Francks C., Maegawa S., Laurén J., Abrahams BS., Velayos-Baeza A., Medland SE., Colella S., Groszer M., McAuley EZ., Caffrey TM., Timmusk T., Pruunsild P., Koppel I., Lind PA., Matsumoto-Itaba N., Nicod J., Xiong L., Joober R., Enard W., Krinsky B., Nanba E., Richardson AJ., Riley BP., Martin NG., Strittmatter SM., Möller HJ., Rujescu D., St Clair D., Muglia P., Roos JL., Fisher SE., Wade-Martins R., Rouleau GA., Stein JF., Karayiorgou M., Geschwind DH., Ragoussis J., Kendler KS., Airaksinen MS., Oshimura M., DeLisi LE., Monaco AP.
Left-right asymmetrical brain function underlies much of human cognition, behavior and emotion. Abnormalities of cerebral asymmetry are associated with schizophrenia and other neuropsychiatric disorders. The molecular, developmental and evolutionary origins of human brain asymmetry are unknown. We found significant association of a haplotype upstream of the gene LRRTM1 (Leucine-rich repeat transmembrane neuronal 1) with a quantitative measure of human handedness in a set of dyslexic siblings, when the haplotype was inherited paternally (P=0.00002). While we were unable to find this effect in an epidemiological set of twin-based sibships, we did find that the same haplotype is overtransmitted paternally to individuals with schizophrenia/schizoaffective disorder in a study of 1002 affected families (P=0.0014). We then found direct confirmatory evidence that LRRTM1 is an imprinted gene in humans that shows a variable pattern of maternal downregulation.
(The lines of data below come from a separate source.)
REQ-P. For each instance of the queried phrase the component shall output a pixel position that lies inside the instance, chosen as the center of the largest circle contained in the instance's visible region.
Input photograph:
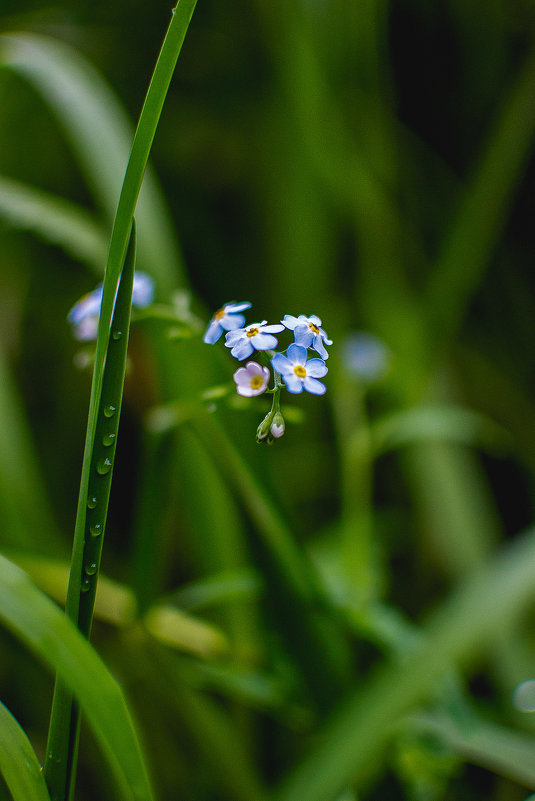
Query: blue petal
(242, 350)
(319, 347)
(303, 335)
(314, 386)
(232, 321)
(290, 321)
(294, 384)
(281, 364)
(213, 332)
(317, 368)
(297, 354)
(231, 308)
(233, 337)
(264, 341)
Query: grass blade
(54, 219)
(43, 627)
(90, 524)
(100, 135)
(106, 395)
(19, 765)
(486, 604)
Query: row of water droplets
(103, 467)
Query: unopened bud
(277, 426)
(262, 432)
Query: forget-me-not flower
(227, 318)
(251, 380)
(85, 314)
(298, 373)
(257, 336)
(308, 332)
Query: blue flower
(85, 314)
(308, 332)
(298, 373)
(226, 319)
(257, 336)
(142, 291)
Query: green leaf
(100, 134)
(43, 627)
(19, 765)
(484, 606)
(54, 219)
(435, 423)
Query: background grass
(347, 613)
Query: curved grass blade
(108, 375)
(484, 208)
(90, 524)
(19, 765)
(99, 133)
(484, 606)
(42, 626)
(26, 517)
(54, 219)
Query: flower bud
(262, 432)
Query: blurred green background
(363, 160)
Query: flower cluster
(84, 315)
(292, 370)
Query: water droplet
(104, 466)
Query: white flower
(257, 336)
(308, 332)
(251, 380)
(298, 373)
(226, 319)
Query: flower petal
(294, 384)
(316, 368)
(263, 341)
(242, 349)
(231, 321)
(290, 321)
(231, 308)
(303, 335)
(319, 347)
(297, 354)
(233, 337)
(281, 364)
(314, 386)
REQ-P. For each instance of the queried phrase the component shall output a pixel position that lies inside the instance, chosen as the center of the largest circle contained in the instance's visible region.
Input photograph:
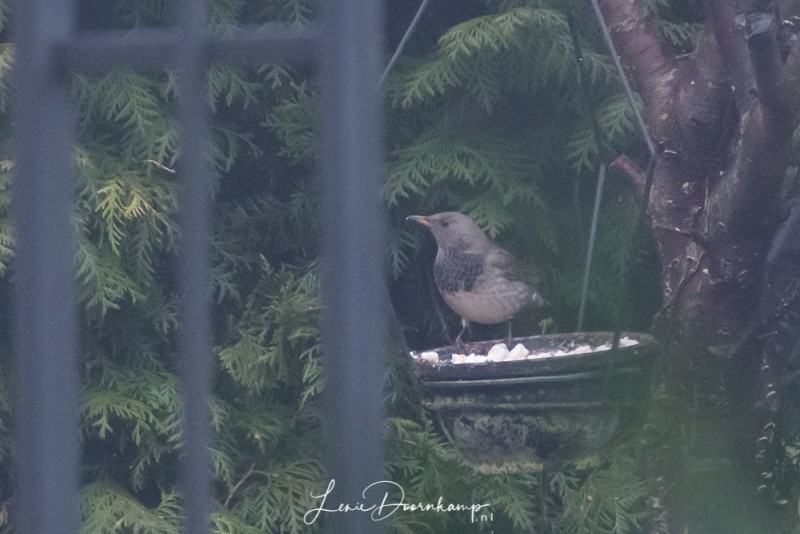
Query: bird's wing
(512, 269)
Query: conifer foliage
(487, 115)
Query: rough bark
(722, 119)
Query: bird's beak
(420, 219)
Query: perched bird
(478, 280)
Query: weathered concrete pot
(524, 415)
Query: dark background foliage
(488, 113)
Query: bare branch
(728, 29)
(762, 41)
(651, 65)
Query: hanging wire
(403, 42)
(601, 179)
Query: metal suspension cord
(403, 42)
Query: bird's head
(454, 231)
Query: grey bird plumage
(478, 280)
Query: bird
(478, 280)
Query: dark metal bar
(354, 319)
(157, 48)
(46, 422)
(194, 339)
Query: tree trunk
(722, 120)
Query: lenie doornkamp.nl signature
(381, 500)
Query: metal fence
(347, 46)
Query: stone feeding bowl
(561, 404)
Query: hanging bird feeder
(560, 404)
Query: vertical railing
(354, 313)
(46, 447)
(44, 335)
(194, 272)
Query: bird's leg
(459, 345)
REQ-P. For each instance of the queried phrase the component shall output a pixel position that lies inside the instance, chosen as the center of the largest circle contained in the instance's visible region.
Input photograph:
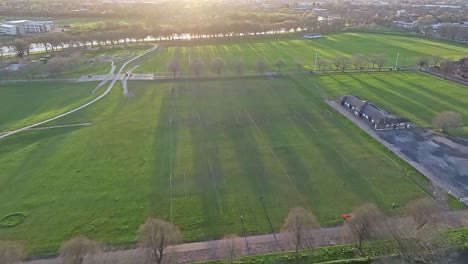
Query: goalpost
(326, 111)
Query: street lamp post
(245, 235)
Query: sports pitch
(201, 153)
(290, 49)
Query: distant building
(8, 30)
(22, 27)
(378, 118)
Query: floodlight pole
(396, 63)
(268, 218)
(245, 235)
(315, 62)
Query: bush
(12, 220)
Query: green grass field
(230, 142)
(26, 103)
(415, 95)
(291, 48)
(202, 152)
(93, 61)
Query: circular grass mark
(12, 220)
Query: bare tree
(239, 66)
(322, 64)
(76, 250)
(261, 65)
(344, 62)
(298, 223)
(218, 65)
(231, 246)
(174, 66)
(155, 235)
(421, 211)
(363, 224)
(436, 58)
(448, 67)
(20, 47)
(279, 63)
(359, 61)
(422, 61)
(299, 63)
(197, 66)
(10, 252)
(447, 120)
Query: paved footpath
(109, 88)
(260, 244)
(443, 179)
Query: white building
(22, 27)
(8, 30)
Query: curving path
(109, 88)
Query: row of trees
(218, 65)
(416, 237)
(122, 32)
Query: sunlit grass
(292, 48)
(230, 142)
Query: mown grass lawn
(291, 48)
(28, 102)
(220, 144)
(418, 96)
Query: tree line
(416, 237)
(116, 32)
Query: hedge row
(342, 254)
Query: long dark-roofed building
(378, 118)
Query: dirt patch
(443, 160)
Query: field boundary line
(60, 126)
(343, 158)
(211, 167)
(290, 179)
(170, 152)
(279, 161)
(216, 187)
(109, 88)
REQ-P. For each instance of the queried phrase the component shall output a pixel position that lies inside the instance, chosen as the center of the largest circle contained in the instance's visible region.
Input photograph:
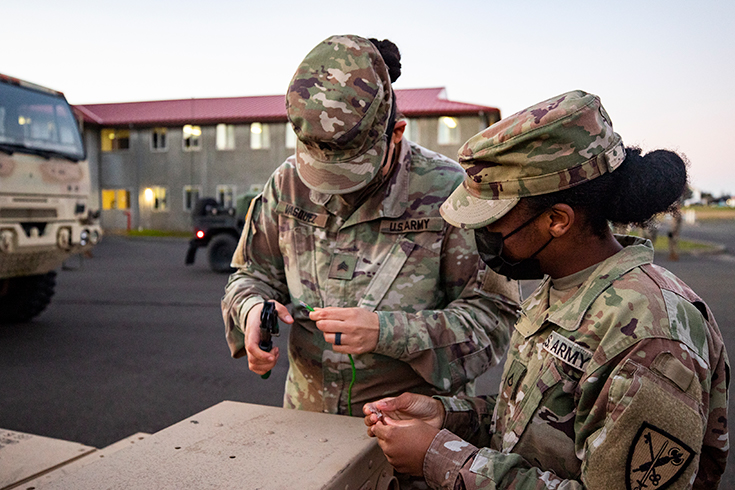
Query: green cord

We also showed that LRRTM1 is expressed during the development of specific forebrain structures, and thus could influence neuronal differentiation and connectivity. This is the first potential genetic influence on human handedness to be identified, and the first putative genetic effect on variability in human brain asymmetry. LRRTM1 is a candidate gene for involvement in several common neurodevelopmental disorders, and may have played a role in human cognitive and behavioral evolution.